Candidate genes, significant SNPs, and chromosomes that are simultaneously associated with more than one milk production trait are listed in Table 4. Several promising candidate genes were identified, including DGAT1, PLEC, Rho GTPase activating protein 39 (ARHGAP39), protein phosphatase 1 regulatory subunit 16A (PPP1R16A), and sphingomyelin phosphatase 5 (SMPD5). Genes retinol saturase (RETSAT), AarF domain containing kinase 5 (ADCK5), arc regulates transcription adhesion G protein-coupled receptor B1 (ARC-ADGRB1), Rho GTPase activating protein 39 (ARHGAP39), DGAT1, forkhead box H1 (FOXH1), PLEC, solute carrier family 52 member 2 (SLC52A2), and prolactin receptor (PRLR) frequently affected four milk production traits [11, 12, 15, 21].

4. Conclusion

This review summarized information on identified candidate genes and genomic regions associated with milk production traits in Holstein and its crossbreds from various regions of the world.
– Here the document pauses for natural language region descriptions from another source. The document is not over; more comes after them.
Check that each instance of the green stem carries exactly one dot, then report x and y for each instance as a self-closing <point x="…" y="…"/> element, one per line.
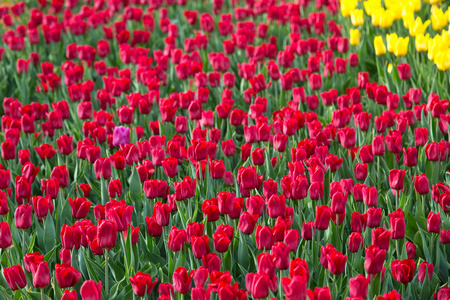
<point x="24" y="250"/>
<point x="279" y="285"/>
<point x="8" y="257"/>
<point x="105" y="251"/>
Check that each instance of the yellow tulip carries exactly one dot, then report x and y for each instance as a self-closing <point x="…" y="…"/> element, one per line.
<point x="354" y="37"/>
<point x="380" y="49"/>
<point x="445" y="39"/>
<point x="408" y="20"/>
<point x="417" y="5"/>
<point x="390" y="67"/>
<point x="386" y="19"/>
<point x="442" y="60"/>
<point x="357" y="17"/>
<point x="401" y="48"/>
<point x="391" y="40"/>
<point x="434" y="47"/>
<point x="438" y="19"/>
<point x="371" y="5"/>
<point x="347" y="6"/>
<point x="422" y="42"/>
<point x="377" y="16"/>
<point x="418" y="27"/>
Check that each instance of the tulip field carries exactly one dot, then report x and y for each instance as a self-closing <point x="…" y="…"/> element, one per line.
<point x="225" y="149"/>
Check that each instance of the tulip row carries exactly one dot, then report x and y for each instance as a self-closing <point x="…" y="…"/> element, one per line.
<point x="224" y="150"/>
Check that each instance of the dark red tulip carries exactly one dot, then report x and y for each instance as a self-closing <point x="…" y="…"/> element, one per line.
<point x="404" y="71"/>
<point x="61" y="174"/>
<point x="41" y="274"/>
<point x="153" y="228"/>
<point x="295" y="287"/>
<point x="66" y="276"/>
<point x="142" y="284"/>
<point x="70" y="237"/>
<point x="42" y="206"/>
<point x="396" y="179"/>
<point x="162" y="213"/>
<point x="200" y="246"/>
<point x="373" y="217"/>
<point x="336" y="262"/>
<point x="374" y="259"/>
<point x="410" y="250"/>
<point x="91" y="290"/>
<point x="323" y="216"/>
<point x="397" y="221"/>
<point x="319" y="293"/>
<point x="359" y="286"/>
<point x="5" y="178"/>
<point x="182" y="280"/>
<point x="8" y="150"/>
<point x="15" y="277"/>
<point x="421" y="184"/>
<point x="425" y="270"/>
<point x="421" y="136"/>
<point x="170" y="166"/>
<point x="434" y="222"/>
<point x="247" y="222"/>
<point x="106" y="234"/>
<point x="355" y="242"/>
<point x="69" y="295"/>
<point x="280" y="252"/>
<point x="403" y="270"/>
<point x="80" y="207"/>
<point x="177" y="239"/>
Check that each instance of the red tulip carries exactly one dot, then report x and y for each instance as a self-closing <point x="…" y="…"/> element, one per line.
<point x="374" y="259"/>
<point x="142" y="284"/>
<point x="323" y="216"/>
<point x="69" y="295"/>
<point x="66" y="276"/>
<point x="404" y="71"/>
<point x="421" y="184"/>
<point x="80" y="207"/>
<point x="41" y="274"/>
<point x="177" y="239"/>
<point x="434" y="222"/>
<point x="397" y="221"/>
<point x="91" y="290"/>
<point x="403" y="271"/>
<point x="381" y="238"/>
<point x="425" y="269"/>
<point x="295" y="287"/>
<point x="359" y="286"/>
<point x="182" y="280"/>
<point x="247" y="222"/>
<point x="280" y="252"/>
<point x="396" y="179"/>
<point x="15" y="277"/>
<point x="106" y="234"/>
<point x="355" y="242"/>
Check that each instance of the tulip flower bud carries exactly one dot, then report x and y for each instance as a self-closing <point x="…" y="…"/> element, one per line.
<point x="41" y="274"/>
<point x="403" y="270"/>
<point x="91" y="290"/>
<point x="142" y="284"/>
<point x="359" y="286"/>
<point x="5" y="235"/>
<point x="425" y="270"/>
<point x="106" y="234"/>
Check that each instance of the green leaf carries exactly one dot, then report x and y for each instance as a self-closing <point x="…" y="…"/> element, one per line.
<point x="135" y="185"/>
<point x="242" y="251"/>
<point x="49" y="232"/>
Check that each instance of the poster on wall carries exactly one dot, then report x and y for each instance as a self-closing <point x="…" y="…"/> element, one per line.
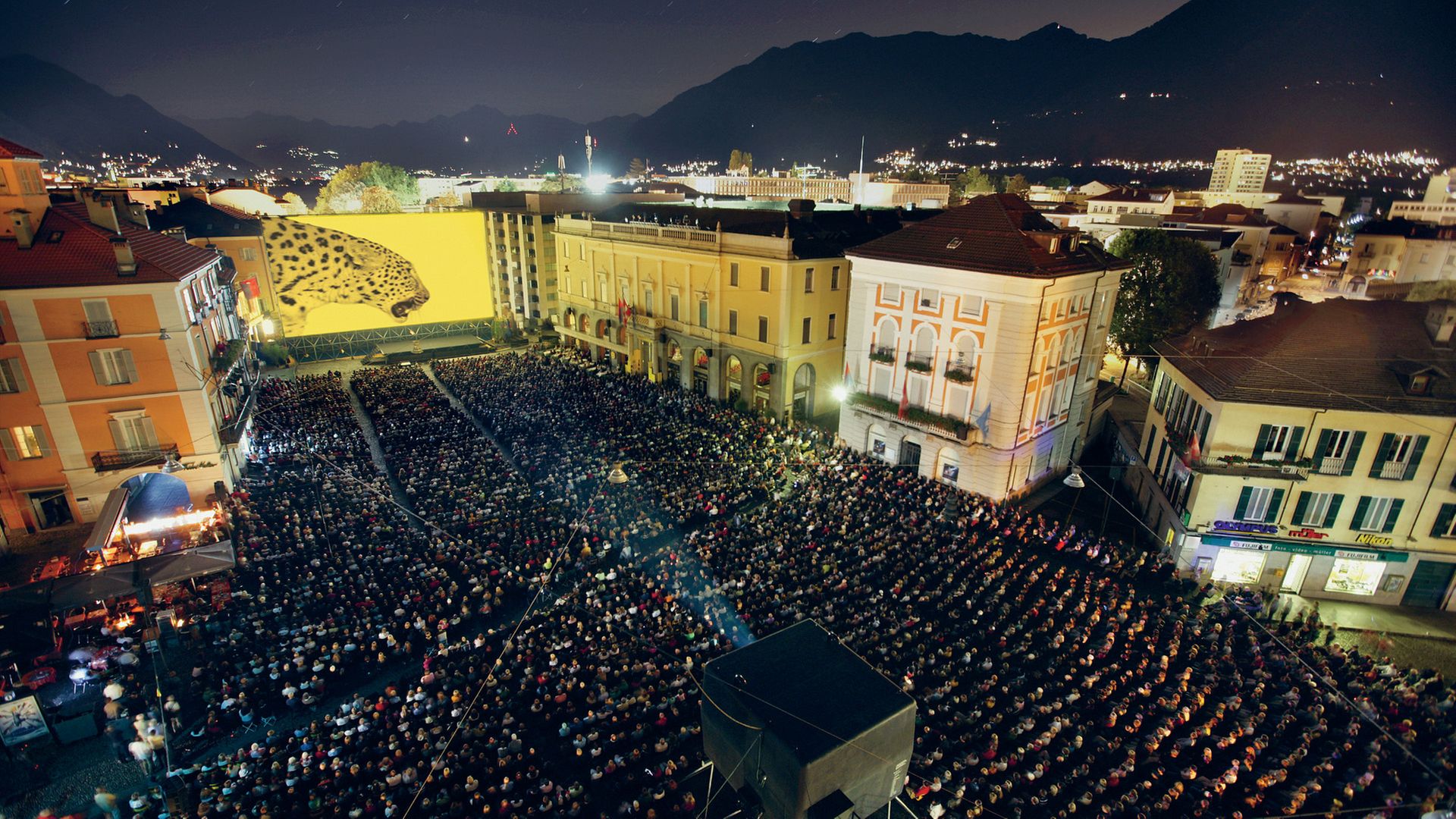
<point x="367" y="271"/>
<point x="20" y="720"/>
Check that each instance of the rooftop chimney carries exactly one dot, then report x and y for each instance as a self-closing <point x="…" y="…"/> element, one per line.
<point x="126" y="260"/>
<point x="24" y="231"/>
<point x="1440" y="319"/>
<point x="101" y="212"/>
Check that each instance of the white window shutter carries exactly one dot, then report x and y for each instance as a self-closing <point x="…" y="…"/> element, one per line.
<point x="149" y="430"/>
<point x="118" y="435"/>
<point x="99" y="368"/>
<point x="130" y="365"/>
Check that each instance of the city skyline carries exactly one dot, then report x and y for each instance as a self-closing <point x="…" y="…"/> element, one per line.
<point x="364" y="61"/>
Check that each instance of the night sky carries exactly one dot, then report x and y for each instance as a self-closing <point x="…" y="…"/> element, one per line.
<point x="369" y="61"/>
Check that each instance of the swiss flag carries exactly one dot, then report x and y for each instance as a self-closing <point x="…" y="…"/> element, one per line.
<point x="1194" y="450"/>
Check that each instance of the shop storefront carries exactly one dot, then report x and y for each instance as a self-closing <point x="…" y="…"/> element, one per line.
<point x="1345" y="572"/>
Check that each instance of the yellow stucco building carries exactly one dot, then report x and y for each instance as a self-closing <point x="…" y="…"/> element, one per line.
<point x="745" y="305"/>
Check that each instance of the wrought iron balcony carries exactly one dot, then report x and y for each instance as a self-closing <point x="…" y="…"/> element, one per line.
<point x="114" y="460"/>
<point x="101" y="330"/>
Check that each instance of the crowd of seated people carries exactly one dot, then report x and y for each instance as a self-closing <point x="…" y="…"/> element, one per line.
<point x="1056" y="673"/>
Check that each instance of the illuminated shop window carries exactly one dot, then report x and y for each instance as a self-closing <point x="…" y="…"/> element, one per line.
<point x="1238" y="566"/>
<point x="1354" y="576"/>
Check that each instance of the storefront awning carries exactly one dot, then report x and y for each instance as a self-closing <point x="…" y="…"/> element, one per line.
<point x="108" y="521"/>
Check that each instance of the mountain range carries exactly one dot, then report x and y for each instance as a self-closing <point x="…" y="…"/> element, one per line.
<point x="1298" y="77"/>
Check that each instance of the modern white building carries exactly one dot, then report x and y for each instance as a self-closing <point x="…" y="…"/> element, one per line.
<point x="1436" y="207"/>
<point x="973" y="344"/>
<point x="1239" y="171"/>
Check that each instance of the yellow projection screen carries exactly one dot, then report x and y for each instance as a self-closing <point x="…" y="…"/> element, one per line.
<point x="366" y="271"/>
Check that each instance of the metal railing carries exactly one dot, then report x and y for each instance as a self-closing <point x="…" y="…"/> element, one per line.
<point x="109" y="461"/>
<point x="101" y="330"/>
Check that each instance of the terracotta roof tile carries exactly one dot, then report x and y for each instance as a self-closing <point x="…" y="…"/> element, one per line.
<point x="17" y="150"/>
<point x="992" y="234"/>
<point x="82" y="254"/>
<point x="1334" y="354"/>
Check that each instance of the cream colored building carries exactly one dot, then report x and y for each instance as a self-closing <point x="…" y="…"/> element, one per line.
<point x="1310" y="450"/>
<point x="522" y="246"/>
<point x="987" y="324"/>
<point x="740" y="305"/>
<point x="1239" y="171"/>
<point x="1436" y="207"/>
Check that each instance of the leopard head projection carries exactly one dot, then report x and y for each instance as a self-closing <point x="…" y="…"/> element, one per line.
<point x="316" y="265"/>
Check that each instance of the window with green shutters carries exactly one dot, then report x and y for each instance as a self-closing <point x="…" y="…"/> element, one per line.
<point x="1376" y="513"/>
<point x="1445" y="522"/>
<point x="1277" y="442"/>
<point x="1258" y="504"/>
<point x="1398" y="457"/>
<point x="1337" y="450"/>
<point x="1316" y="509"/>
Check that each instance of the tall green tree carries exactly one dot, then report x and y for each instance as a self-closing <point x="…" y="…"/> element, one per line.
<point x="973" y="183"/>
<point x="1017" y="184"/>
<point x="1172" y="287"/>
<point x="346" y="191"/>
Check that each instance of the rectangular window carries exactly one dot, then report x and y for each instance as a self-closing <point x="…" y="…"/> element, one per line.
<point x="133" y="431"/>
<point x="96" y="311"/>
<point x="1354" y="576"/>
<point x="1445" y="522"/>
<point x="11" y="376"/>
<point x="1258" y="502"/>
<point x="25" y="442"/>
<point x="1376" y="513"/>
<point x="1315" y="509"/>
<point x="114" y="366"/>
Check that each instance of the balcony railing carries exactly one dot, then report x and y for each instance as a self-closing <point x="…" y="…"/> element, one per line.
<point x="234" y="430"/>
<point x="101" y="330"/>
<point x="960" y="373"/>
<point x="919" y="362"/>
<point x="114" y="460"/>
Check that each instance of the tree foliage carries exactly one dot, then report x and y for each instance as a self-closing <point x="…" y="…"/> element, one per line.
<point x="973" y="183"/>
<point x="1172" y="287"/>
<point x="1015" y="184"/>
<point x="350" y="190"/>
<point x="740" y="161"/>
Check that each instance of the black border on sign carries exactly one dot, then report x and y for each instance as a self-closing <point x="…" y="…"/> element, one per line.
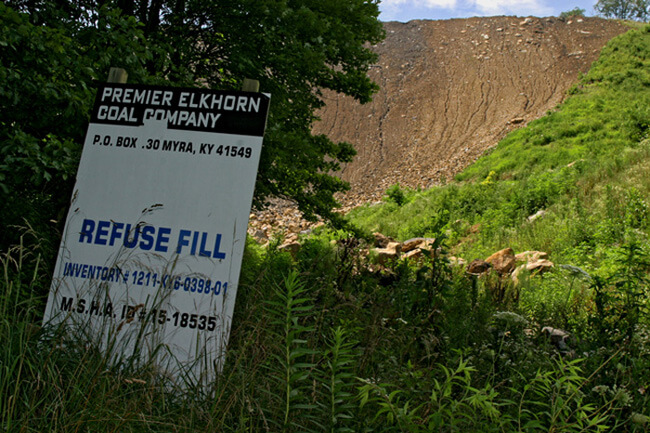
<point x="230" y="121"/>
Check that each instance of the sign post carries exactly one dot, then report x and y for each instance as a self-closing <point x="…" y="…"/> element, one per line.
<point x="150" y="257"/>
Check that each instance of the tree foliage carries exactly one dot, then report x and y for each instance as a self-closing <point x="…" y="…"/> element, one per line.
<point x="624" y="9"/>
<point x="53" y="51"/>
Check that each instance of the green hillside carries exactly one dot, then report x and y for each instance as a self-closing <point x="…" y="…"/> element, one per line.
<point x="330" y="340"/>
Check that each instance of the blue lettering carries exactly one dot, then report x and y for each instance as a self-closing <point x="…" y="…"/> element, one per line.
<point x="195" y="239"/>
<point x="217" y="244"/>
<point x="147" y="237"/>
<point x="202" y="250"/>
<point x="87" y="231"/>
<point x="116" y="232"/>
<point x="102" y="230"/>
<point x="182" y="241"/>
<point x="133" y="242"/>
<point x="162" y="239"/>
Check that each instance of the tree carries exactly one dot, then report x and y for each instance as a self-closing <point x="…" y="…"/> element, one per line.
<point x="623" y="9"/>
<point x="295" y="48"/>
<point x="46" y="79"/>
<point x="575" y="12"/>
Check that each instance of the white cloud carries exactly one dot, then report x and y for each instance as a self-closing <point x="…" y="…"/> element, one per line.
<point x="438" y="4"/>
<point x="473" y="7"/>
<point x="511" y="7"/>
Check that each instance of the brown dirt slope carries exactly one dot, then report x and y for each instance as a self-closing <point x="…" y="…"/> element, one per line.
<point x="452" y="89"/>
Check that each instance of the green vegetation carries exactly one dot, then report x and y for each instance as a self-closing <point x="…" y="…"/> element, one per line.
<point x="51" y="53"/>
<point x="327" y="340"/>
<point x="623" y="9"/>
<point x="575" y="12"/>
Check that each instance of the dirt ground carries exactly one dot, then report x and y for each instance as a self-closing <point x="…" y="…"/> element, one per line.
<point x="450" y="90"/>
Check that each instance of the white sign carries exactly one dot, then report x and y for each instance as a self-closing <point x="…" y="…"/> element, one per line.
<point x="151" y="253"/>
Most of the identified SNPs and candidate genes were on chromosome 14. One of the challenges in dairy cattle selection is that milk production traits are expressed after the first calving. Candidate gene and genomic region information would permit earlier selection of males and females, shorten the generation interval, and accelerate genetic progress for milk production traits.

Conflicts of Interest

The author(s) declare(s) that they have no conflicts of interest.